Everybody looks at automation in the food or retail industries; or health administration and insurance; but we have a police and prison system designed with illegal marijuana; that could shrink to 1/8th of it's size with relatively few changes in laws (drug law repeal, mandatory minimums, crime act).
Really?
Only about 18% of current prisoners (state and federal) are serving time for drug offenses. [1]
Of federal prisoners serving time for drug offenses, only 12% are primarily about marijuana. (54% are cocaine and 24% are meth.) [2]
Only 14% of federal offenders were subject to a mandatory minimum sentence. (About half of those were drug offenses, so this overlaps heavily with the 18% figure above.) [3]
No realistic minor changes could reduce the prison system to 1/8 of its size. 51% of prisoners are serving time for violent offenses. In fact, 14% of prisoners are serving time for homicide alone, and a similar number for rape. [4] So if you decriminalized _every_ crime except homicide and rape, and cut the sentences for homicide and rape in _half_, then the prison system would be 1/8 of its current size.
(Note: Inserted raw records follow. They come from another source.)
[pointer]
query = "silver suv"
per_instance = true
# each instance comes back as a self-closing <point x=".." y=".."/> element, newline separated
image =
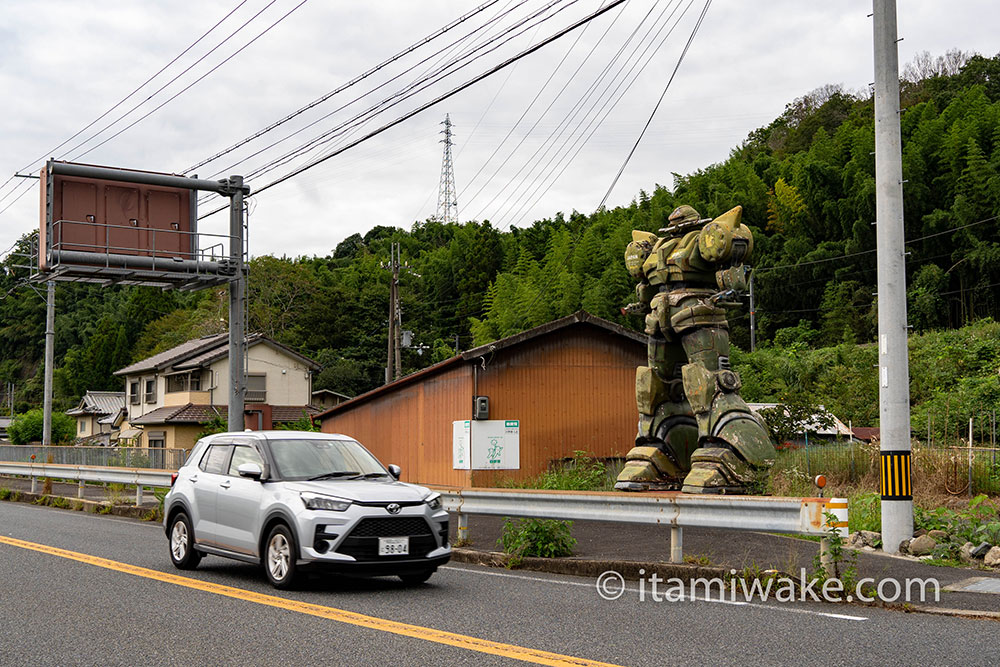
<point x="294" y="501"/>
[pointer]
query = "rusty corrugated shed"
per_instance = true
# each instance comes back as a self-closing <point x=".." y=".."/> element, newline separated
<point x="570" y="383"/>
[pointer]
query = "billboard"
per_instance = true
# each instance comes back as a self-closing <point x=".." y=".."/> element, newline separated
<point x="91" y="221"/>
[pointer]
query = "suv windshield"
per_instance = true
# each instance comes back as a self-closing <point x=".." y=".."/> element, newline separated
<point x="297" y="458"/>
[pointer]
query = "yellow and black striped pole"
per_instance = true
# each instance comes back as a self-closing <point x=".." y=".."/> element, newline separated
<point x="895" y="475"/>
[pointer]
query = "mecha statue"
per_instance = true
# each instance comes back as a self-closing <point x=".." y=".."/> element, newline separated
<point x="693" y="424"/>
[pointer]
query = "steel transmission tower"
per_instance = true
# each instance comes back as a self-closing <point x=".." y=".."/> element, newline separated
<point x="447" y="204"/>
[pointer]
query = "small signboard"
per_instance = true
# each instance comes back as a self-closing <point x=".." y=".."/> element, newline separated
<point x="486" y="444"/>
<point x="460" y="449"/>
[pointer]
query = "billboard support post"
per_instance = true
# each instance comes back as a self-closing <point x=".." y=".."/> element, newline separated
<point x="50" y="336"/>
<point x="237" y="295"/>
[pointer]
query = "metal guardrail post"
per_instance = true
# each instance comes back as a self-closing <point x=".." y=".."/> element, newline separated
<point x="676" y="544"/>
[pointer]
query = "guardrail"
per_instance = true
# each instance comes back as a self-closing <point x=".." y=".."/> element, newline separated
<point x="139" y="477"/>
<point x="799" y="516"/>
<point x="123" y="457"/>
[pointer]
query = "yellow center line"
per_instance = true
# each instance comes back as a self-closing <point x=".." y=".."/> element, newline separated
<point x="340" y="615"/>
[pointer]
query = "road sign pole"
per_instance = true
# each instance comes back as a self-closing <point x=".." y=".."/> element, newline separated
<point x="894" y="375"/>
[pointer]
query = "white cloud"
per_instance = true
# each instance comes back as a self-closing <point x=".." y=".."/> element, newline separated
<point x="63" y="63"/>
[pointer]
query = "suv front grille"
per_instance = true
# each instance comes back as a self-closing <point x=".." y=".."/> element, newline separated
<point x="362" y="542"/>
<point x="391" y="527"/>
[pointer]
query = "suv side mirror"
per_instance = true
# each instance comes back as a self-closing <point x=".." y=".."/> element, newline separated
<point x="251" y="470"/>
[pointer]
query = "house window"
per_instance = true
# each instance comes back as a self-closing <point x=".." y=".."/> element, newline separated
<point x="256" y="388"/>
<point x="184" y="382"/>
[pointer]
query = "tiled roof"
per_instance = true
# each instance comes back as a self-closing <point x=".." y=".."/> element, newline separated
<point x="192" y="413"/>
<point x="167" y="357"/>
<point x="99" y="403"/>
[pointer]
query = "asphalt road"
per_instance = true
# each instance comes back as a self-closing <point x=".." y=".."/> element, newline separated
<point x="56" y="610"/>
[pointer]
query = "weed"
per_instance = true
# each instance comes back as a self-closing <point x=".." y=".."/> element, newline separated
<point x="546" y="538"/>
<point x="59" y="501"/>
<point x="697" y="560"/>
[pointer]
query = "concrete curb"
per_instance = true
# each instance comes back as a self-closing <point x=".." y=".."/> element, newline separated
<point x="82" y="505"/>
<point x="586" y="567"/>
<point x="582" y="567"/>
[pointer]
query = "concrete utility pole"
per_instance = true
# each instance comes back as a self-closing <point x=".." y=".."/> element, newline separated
<point x="50" y="338"/>
<point x="392" y="359"/>
<point x="894" y="374"/>
<point x="237" y="296"/>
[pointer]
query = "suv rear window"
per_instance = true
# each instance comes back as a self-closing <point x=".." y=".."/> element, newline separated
<point x="216" y="459"/>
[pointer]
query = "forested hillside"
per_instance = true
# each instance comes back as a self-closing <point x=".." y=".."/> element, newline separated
<point x="806" y="183"/>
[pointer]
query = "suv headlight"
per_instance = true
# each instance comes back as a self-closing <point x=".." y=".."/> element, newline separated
<point x="315" y="501"/>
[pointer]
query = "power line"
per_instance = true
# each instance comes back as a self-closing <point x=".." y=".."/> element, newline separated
<point x="436" y="100"/>
<point x="339" y="89"/>
<point x="348" y="127"/>
<point x="592" y="125"/>
<point x="196" y="81"/>
<point x="122" y="101"/>
<point x="567" y="118"/>
<point x="660" y="101"/>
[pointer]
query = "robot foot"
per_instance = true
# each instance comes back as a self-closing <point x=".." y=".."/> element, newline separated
<point x="641" y="472"/>
<point x="717" y="470"/>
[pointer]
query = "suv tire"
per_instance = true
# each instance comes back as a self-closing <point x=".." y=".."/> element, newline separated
<point x="182" y="551"/>
<point x="279" y="557"/>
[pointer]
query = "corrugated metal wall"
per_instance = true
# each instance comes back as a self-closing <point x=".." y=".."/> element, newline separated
<point x="572" y="389"/>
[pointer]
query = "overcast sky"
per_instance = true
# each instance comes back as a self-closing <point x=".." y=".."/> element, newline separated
<point x="63" y="64"/>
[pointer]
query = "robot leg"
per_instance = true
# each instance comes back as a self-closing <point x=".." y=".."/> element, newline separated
<point x="667" y="430"/>
<point x="733" y="444"/>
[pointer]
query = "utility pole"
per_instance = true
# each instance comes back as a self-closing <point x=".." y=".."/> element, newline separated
<point x="392" y="358"/>
<point x="894" y="375"/>
<point x="447" y="197"/>
<point x="50" y="337"/>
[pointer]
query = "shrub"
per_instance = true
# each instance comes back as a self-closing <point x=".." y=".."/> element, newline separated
<point x="545" y="538"/>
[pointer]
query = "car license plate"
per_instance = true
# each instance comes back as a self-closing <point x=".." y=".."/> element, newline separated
<point x="393" y="546"/>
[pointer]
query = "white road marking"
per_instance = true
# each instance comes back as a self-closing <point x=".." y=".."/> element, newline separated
<point x="735" y="603"/>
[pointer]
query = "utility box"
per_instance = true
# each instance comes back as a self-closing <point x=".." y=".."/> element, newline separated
<point x="481" y="407"/>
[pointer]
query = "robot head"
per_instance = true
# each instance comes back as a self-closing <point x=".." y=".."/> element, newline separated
<point x="683" y="218"/>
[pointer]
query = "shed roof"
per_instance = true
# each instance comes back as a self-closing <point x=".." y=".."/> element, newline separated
<point x="99" y="403"/>
<point x="200" y="352"/>
<point x="193" y="413"/>
<point x="580" y="317"/>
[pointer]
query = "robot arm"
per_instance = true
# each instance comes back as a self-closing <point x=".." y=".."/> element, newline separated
<point x="726" y="239"/>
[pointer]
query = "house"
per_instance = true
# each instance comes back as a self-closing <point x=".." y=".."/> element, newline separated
<point x="834" y="431"/>
<point x="326" y="398"/>
<point x="569" y="383"/>
<point x="173" y="394"/>
<point x="99" y="416"/>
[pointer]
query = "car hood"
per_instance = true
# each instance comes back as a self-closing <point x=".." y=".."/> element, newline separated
<point x="364" y="490"/>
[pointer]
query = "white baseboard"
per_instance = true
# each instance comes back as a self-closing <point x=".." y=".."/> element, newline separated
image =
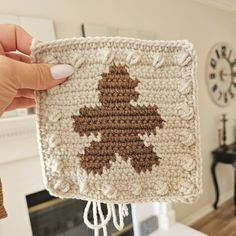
<point x="206" y="209"/>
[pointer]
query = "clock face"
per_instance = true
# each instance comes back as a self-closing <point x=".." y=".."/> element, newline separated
<point x="221" y="74"/>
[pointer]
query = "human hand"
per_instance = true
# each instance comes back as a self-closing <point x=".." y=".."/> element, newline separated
<point x="18" y="78"/>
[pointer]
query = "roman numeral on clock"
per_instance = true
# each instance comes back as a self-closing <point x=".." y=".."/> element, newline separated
<point x="214" y="88"/>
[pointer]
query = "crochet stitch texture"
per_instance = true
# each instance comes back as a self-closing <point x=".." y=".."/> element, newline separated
<point x="124" y="127"/>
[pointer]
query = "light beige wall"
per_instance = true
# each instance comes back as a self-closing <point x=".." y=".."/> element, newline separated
<point x="170" y="19"/>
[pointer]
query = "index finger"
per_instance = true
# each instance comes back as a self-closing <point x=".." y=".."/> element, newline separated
<point x="14" y="37"/>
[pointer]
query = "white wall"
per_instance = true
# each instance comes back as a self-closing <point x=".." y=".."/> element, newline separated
<point x="169" y="19"/>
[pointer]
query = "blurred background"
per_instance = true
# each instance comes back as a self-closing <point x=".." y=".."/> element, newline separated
<point x="209" y="25"/>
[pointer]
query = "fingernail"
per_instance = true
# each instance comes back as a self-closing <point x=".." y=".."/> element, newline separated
<point x="61" y="71"/>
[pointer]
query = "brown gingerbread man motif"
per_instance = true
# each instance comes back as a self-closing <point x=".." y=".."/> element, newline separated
<point x="119" y="123"/>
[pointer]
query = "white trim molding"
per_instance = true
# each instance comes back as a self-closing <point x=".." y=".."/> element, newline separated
<point x="18" y="138"/>
<point x="227" y="5"/>
<point x="203" y="211"/>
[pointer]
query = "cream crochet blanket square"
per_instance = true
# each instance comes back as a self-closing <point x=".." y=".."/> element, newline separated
<point x="124" y="128"/>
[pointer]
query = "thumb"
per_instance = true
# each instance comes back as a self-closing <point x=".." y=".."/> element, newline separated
<point x="40" y="76"/>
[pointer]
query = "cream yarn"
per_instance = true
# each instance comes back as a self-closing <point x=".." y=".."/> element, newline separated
<point x="82" y="122"/>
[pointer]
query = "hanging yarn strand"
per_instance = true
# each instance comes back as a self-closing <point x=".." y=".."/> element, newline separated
<point x="116" y="128"/>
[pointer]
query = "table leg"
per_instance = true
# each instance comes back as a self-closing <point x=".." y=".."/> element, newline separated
<point x="234" y="165"/>
<point x="213" y="172"/>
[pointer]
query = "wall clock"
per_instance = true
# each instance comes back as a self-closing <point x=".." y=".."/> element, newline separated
<point x="221" y="74"/>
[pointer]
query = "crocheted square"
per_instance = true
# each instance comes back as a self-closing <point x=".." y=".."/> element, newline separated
<point x="124" y="128"/>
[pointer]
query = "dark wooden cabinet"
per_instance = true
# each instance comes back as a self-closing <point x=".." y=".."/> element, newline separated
<point x="225" y="156"/>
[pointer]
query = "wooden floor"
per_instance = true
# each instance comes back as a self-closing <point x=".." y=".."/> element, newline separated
<point x="221" y="222"/>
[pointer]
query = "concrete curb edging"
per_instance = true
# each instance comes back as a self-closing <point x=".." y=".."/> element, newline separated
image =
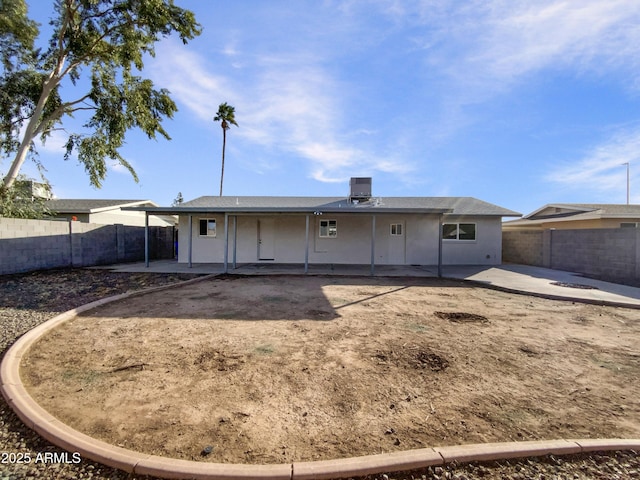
<point x="47" y="426"/>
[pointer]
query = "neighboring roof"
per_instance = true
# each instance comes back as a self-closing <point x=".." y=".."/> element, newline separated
<point x="564" y="212"/>
<point x="65" y="205"/>
<point x="237" y="204"/>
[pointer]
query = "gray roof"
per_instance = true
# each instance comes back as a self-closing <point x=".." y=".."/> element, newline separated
<point x="577" y="211"/>
<point x="245" y="204"/>
<point x="72" y="205"/>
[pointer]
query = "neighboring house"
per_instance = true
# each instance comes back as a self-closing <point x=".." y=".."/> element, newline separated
<point x="107" y="212"/>
<point x="359" y="229"/>
<point x="563" y="216"/>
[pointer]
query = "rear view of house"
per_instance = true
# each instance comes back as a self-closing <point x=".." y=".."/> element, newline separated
<point x="359" y="229"/>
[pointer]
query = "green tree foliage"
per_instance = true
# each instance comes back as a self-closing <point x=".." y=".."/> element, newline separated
<point x="102" y="42"/>
<point x="225" y="115"/>
<point x="19" y="201"/>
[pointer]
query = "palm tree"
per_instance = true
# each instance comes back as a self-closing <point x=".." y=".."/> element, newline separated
<point x="226" y="115"/>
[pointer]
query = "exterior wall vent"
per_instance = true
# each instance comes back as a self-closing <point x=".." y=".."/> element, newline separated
<point x="360" y="188"/>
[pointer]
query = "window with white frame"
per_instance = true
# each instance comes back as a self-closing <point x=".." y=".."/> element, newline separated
<point x="396" y="229"/>
<point x="328" y="228"/>
<point x="207" y="227"/>
<point x="459" y="231"/>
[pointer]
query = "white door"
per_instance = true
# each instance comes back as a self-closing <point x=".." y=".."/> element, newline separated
<point x="266" y="239"/>
<point x="397" y="244"/>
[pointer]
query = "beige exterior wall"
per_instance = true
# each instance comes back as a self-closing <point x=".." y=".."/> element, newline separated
<point x="418" y="244"/>
<point x="485" y="250"/>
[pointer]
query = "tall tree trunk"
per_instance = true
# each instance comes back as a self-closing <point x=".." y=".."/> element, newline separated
<point x="34" y="124"/>
<point x="224" y="144"/>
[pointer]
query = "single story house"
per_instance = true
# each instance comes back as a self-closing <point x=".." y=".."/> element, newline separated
<point x="107" y="212"/>
<point x="561" y="216"/>
<point x="358" y="229"/>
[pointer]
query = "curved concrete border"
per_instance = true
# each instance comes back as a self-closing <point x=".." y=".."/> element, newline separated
<point x="56" y="432"/>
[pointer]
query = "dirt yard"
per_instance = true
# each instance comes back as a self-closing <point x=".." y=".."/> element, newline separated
<point x="281" y="369"/>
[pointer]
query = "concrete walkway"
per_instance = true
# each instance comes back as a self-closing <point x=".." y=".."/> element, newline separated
<point x="517" y="278"/>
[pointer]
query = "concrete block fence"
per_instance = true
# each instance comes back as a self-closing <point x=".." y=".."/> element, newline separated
<point x="612" y="254"/>
<point x="29" y="245"/>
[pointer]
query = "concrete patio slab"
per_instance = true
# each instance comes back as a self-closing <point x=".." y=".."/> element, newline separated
<point x="556" y="284"/>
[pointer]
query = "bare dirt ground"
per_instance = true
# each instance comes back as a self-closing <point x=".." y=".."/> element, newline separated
<point x="281" y="369"/>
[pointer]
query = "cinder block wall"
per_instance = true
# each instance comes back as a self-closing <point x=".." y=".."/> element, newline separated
<point x="609" y="253"/>
<point x="28" y="245"/>
<point x="523" y="247"/>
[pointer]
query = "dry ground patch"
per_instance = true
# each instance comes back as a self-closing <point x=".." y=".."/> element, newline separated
<point x="281" y="369"/>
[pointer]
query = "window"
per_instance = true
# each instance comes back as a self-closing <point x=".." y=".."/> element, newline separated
<point x="207" y="227"/>
<point x="328" y="228"/>
<point x="459" y="231"/>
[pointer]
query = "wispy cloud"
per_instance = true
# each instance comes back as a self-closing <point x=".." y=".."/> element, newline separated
<point x="293" y="105"/>
<point x="602" y="169"/>
<point x="499" y="42"/>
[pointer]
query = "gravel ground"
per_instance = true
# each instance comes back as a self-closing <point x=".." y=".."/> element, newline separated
<point x="26" y="300"/>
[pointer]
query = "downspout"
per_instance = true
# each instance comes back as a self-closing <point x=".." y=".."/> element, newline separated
<point x="226" y="242"/>
<point x="373" y="244"/>
<point x="306" y="247"/>
<point x="235" y="240"/>
<point x="190" y="249"/>
<point x="146" y="239"/>
<point x="440" y="218"/>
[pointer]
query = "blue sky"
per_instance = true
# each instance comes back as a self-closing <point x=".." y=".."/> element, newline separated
<point x="517" y="103"/>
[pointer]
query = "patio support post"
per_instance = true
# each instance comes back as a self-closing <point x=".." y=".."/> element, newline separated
<point x="146" y="239"/>
<point x="373" y="244"/>
<point x="226" y="242"/>
<point x="440" y="219"/>
<point x="235" y="238"/>
<point x="306" y="245"/>
<point x="190" y="249"/>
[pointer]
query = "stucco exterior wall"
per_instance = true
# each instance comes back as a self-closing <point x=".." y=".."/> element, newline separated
<point x="418" y="244"/>
<point x="486" y="249"/>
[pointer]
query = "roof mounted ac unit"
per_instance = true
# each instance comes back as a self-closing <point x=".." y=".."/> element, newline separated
<point x="360" y="188"/>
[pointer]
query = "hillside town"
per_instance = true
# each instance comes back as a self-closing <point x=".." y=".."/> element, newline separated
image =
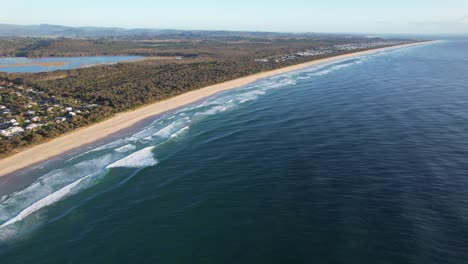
<point x="330" y="50"/>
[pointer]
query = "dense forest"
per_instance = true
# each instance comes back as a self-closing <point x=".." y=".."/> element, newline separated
<point x="124" y="86"/>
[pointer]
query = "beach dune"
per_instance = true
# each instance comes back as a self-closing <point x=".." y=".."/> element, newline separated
<point x="93" y="133"/>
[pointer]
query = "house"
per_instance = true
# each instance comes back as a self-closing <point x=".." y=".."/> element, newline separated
<point x="12" y="131"/>
<point x="33" y="126"/>
<point x="60" y="119"/>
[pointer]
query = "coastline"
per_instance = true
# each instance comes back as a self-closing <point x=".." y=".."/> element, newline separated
<point x="88" y="135"/>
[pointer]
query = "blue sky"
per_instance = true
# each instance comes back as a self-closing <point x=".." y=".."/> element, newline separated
<point x="359" y="16"/>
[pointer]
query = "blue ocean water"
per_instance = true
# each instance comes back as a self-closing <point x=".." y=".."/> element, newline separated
<point x="19" y="64"/>
<point x="358" y="161"/>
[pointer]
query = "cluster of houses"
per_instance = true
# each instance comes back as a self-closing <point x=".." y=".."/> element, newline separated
<point x="321" y="51"/>
<point x="25" y="109"/>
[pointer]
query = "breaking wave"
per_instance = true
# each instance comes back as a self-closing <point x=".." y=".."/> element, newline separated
<point x="139" y="159"/>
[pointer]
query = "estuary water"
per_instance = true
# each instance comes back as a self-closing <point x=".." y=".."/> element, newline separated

I am optimistic that the USA could eventually, in the very long term, reduce the prison system to 1/8 of its size. Fifty years ago, the prison system was 1/4 its current size. [5] Most western European countries have between 1/8 and 1/4 the US incarceration rate, and a few have below 1/8. [6] But this will require way, way, way bigger societal changes than just marijuana decriminalization or other minor tweaks.
[1] Source is https://www.bjs.gov/index.cfm?ty=pbdetail&iid=6846. Of the 1.274M state prisoners, 14% are serving time for drug offenses. Of the 162k federal prisoners, 47% are serving time for drug offenses.
[2] Source is https://www.bjs.gov/content/pub/pdf/dofp12.pdf. Caveat: this is federal-only, and federal prison statistics are often different from state prison statistics.
[3] Source is https://www.ussc.gov/sites/default/files/pdf/research-and-pu.... Caveat: this is federal-only, and federal prison statistics are often different from state prison statistics.
[4] Source is https://www.bjs.gov/index.cfm?ty=pbdetail&iid=6846 again. Of the 1.274M state prisoners, 56% are serving time for violent offenses (16% for homicide). Of the 162k federal prisoners, 8% are serving time for violent offenses (2% for homicide).